The impact of coding tools on complexity is possible to estimate in advance since specification of a decoder is known to an implementer of a corresponding encoder. While particular implementations of the decoder may vary, each of the particular implementations has to adhere to the decoder specification. For many operations, only a few possible implementations methods exist, and thus it is possible to perform complexity analysis on these implementation methods to estimate number of computations (additions, divisions, and multiplications, among others) as well as memory operations (copy and load operations, among others). Aside from memory operations, memory complexity also depends on (additional) amount of memory involved in certain coding tools. Furthermore, both computational and memory complexity impact execution time and power usage. Therefore, in the complexity estimation, these operations are generally weighted using factors that approximate each particular operation's impact on execution time and/or power usage.
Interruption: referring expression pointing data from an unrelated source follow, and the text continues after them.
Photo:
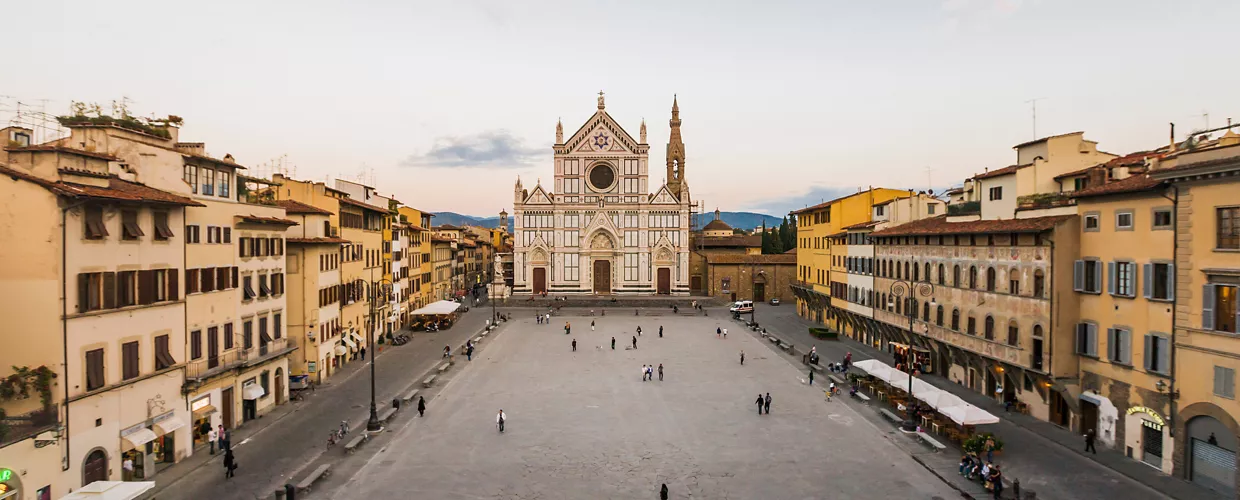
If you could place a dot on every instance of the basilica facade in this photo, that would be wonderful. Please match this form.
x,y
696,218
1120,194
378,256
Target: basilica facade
x,y
600,227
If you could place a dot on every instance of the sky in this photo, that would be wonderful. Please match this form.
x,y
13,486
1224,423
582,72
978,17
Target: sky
x,y
784,103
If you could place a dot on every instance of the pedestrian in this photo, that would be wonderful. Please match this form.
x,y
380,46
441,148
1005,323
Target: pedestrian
x,y
230,464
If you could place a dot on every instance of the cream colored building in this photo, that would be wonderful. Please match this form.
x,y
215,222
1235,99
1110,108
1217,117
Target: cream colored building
x,y
110,248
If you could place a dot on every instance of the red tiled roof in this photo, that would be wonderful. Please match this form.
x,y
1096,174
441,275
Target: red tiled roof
x,y
940,226
320,240
744,258
292,206
259,220
1132,184
63,149
358,204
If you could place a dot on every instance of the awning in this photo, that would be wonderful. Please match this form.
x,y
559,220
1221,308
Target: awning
x,y
137,438
252,391
168,426
110,490
442,307
203,412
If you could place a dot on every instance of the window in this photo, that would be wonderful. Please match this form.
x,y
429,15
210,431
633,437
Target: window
x,y
1158,282
1119,345
1124,221
163,232
129,366
94,227
94,376
1157,354
1088,276
1219,309
1161,218
1229,227
1225,382
1086,339
129,228
1122,278
1091,221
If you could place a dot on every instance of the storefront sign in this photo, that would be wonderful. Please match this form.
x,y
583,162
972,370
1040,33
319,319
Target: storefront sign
x,y
202,402
1148,411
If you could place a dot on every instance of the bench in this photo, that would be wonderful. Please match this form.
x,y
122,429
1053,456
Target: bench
x,y
354,443
934,443
321,472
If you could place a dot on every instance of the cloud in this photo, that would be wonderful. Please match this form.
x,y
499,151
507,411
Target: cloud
x,y
495,149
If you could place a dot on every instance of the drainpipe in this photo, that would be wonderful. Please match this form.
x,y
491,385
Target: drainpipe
x,y
65,324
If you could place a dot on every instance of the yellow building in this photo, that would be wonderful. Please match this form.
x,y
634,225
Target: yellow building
x,y
1205,189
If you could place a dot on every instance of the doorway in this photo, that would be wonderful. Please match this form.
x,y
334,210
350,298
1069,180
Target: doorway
x,y
540,281
226,407
603,277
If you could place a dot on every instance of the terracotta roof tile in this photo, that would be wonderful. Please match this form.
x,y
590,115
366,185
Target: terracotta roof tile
x,y
1132,184
940,226
292,206
742,258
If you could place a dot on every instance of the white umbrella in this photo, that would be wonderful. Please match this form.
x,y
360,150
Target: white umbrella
x,y
969,415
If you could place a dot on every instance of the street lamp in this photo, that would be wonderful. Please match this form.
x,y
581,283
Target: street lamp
x,y
375,292
908,290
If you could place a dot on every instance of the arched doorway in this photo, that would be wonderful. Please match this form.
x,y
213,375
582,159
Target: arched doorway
x,y
279,386
94,468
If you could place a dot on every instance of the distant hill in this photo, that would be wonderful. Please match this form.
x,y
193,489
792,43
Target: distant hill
x,y
737,220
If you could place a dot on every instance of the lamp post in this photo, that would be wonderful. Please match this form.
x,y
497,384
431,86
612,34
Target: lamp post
x,y
908,290
375,292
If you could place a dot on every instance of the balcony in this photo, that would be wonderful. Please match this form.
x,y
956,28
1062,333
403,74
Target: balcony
x,y
14,428
210,366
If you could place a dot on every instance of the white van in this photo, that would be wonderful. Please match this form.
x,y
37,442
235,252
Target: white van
x,y
742,307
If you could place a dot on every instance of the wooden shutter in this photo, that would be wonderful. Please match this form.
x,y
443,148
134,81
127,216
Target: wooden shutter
x,y
1208,307
1112,282
109,290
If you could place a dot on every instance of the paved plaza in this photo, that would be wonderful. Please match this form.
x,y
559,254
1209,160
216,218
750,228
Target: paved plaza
x,y
584,426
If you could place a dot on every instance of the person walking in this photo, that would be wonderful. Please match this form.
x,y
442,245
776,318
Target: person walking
x,y
230,464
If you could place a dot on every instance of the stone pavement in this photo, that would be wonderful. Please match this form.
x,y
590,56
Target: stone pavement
x,y
1045,458
284,442
584,426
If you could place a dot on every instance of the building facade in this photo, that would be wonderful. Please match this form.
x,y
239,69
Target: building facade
x,y
597,228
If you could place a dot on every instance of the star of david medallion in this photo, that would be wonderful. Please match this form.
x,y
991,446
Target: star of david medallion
x,y
600,140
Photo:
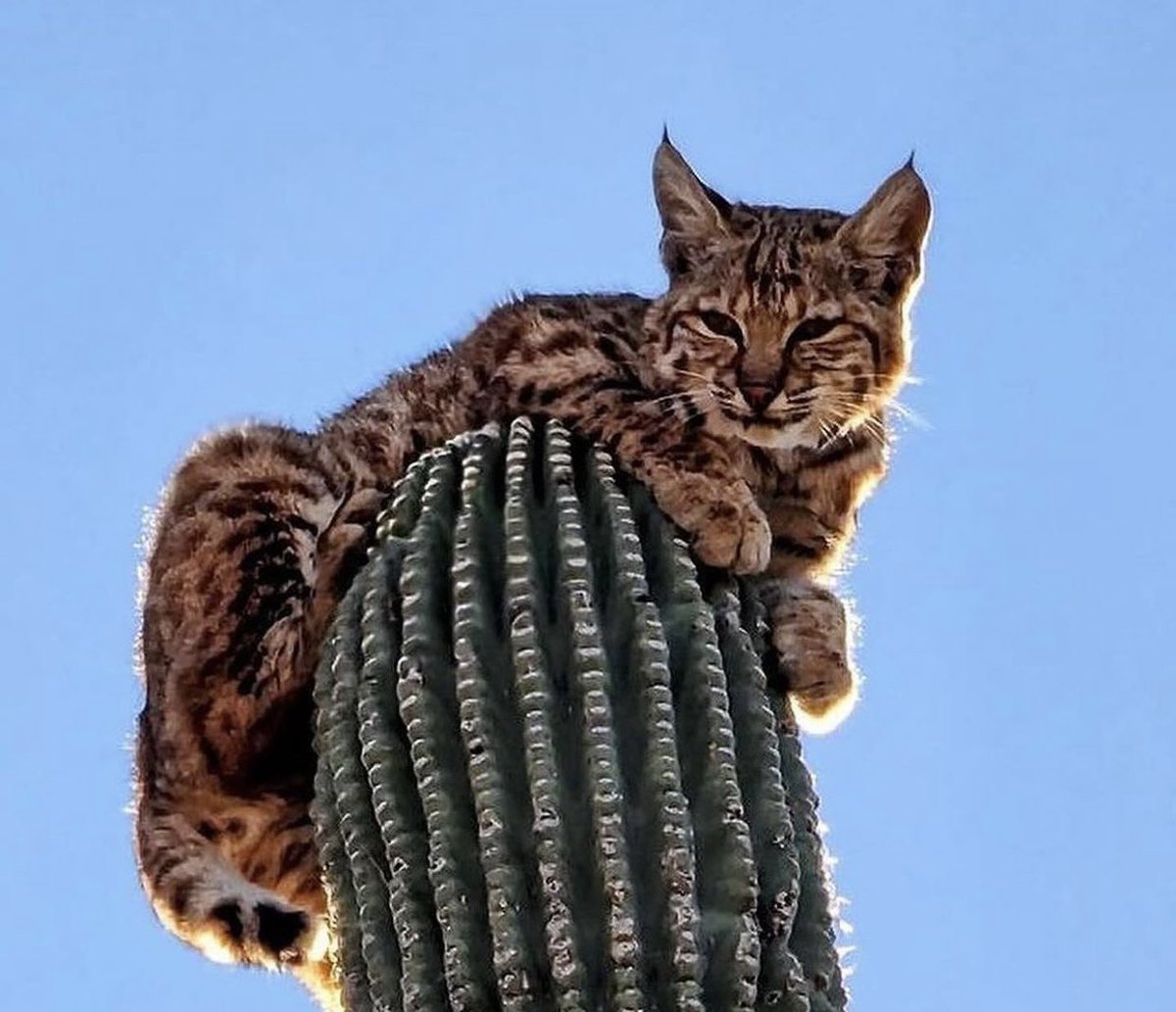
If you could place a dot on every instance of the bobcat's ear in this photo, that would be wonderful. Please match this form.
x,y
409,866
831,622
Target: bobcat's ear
x,y
895,219
693,214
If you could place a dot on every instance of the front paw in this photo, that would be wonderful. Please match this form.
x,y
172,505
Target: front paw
x,y
811,637
735,537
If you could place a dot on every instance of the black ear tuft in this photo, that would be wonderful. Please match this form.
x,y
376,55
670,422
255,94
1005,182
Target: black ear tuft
x,y
693,214
895,219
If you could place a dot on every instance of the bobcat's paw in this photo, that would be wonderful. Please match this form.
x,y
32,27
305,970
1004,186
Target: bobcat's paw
x,y
811,640
735,537
259,928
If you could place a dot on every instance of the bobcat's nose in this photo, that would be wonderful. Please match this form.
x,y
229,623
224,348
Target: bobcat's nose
x,y
758,395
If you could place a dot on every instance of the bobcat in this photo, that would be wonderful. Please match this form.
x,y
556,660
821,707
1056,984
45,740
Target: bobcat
x,y
750,398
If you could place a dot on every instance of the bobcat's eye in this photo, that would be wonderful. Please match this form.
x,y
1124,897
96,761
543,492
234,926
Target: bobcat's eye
x,y
809,329
722,324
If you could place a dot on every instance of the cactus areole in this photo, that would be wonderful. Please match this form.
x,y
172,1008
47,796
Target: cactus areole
x,y
551,774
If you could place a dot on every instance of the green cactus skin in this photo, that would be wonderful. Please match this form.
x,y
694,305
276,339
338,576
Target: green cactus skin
x,y
552,777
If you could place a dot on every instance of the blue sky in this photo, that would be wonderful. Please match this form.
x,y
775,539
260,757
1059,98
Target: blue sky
x,y
220,211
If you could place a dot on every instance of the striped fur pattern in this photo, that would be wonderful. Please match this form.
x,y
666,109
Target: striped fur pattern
x,y
750,398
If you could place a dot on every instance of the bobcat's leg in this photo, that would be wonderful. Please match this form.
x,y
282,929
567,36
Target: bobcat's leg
x,y
811,640
693,478
254,543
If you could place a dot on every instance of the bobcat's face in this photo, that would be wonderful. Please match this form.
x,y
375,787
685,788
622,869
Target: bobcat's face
x,y
786,327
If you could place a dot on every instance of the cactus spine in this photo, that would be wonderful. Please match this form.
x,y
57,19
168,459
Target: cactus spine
x,y
552,777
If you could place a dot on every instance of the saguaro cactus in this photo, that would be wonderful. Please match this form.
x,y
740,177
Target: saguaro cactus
x,y
552,776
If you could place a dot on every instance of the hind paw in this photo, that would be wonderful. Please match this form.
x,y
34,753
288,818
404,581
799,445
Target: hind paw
x,y
269,931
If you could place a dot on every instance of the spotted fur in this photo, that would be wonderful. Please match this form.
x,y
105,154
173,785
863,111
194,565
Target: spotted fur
x,y
750,398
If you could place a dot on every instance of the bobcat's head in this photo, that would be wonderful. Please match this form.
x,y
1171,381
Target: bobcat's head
x,y
787,327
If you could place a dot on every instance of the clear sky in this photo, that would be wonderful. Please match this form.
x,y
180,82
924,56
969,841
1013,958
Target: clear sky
x,y
220,211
Better estimates of complexity may be obtained by creating coding test patterns and testing the software or hardware decoder to build a complexity estimate model. However, these models may often be dependent on the system used to build the model, which is usually difficult to generalize. Implementation complexity may refer, for example, to how many and what kind of transistors are used in implementing a particular coding tool, which would affect the estimate of power usage generated based on the computational and memory complexities.
Distortion is a measure of the dissimilarity or difference of a source reference block or region and some reconstructed block or region. Such measures include full-reference metrics such as the widely used sum-of-squared differences (SSD), its equivalent Peak Signal-to-Noise Ratio (PSNR), or the sum of absolute differences (SAD), the sum of absolute transformed, e.g. hadamard, differences, the structural similarity metric (SSIM), or reduced/no reference metrics that do not consider the source at all but try to estimate the subjective/perceptual quality of the reconstructed region or block itself. Full or no-reference metrics may also be augmented with human visual system (HVS) considerations, such as luminance and contrast sensitivity, contrast and spatial masking, among others, in order to better consider the perceptual impact. Furthermore, a coding decision process may be defined that may also combine one or more metrics in a serial or parallel fashion (e.g., a second distortion metric is calculated if a first distortion metric satisfies some criterion, or both distortion metrics may be calculated in parallel and jointly considered).
Although older systems based their coding decisions primarily on quality performance (minimization of distortion), more modern systems determine the appropriate coding mode using more sophisticated methods that consider both measurements (bit rate and quality/distortion) jointly. Furthermore, one may consider a third measurement involving an estimate of complexity (implementation, computational, and/or memory complexity) for the selected coding mode.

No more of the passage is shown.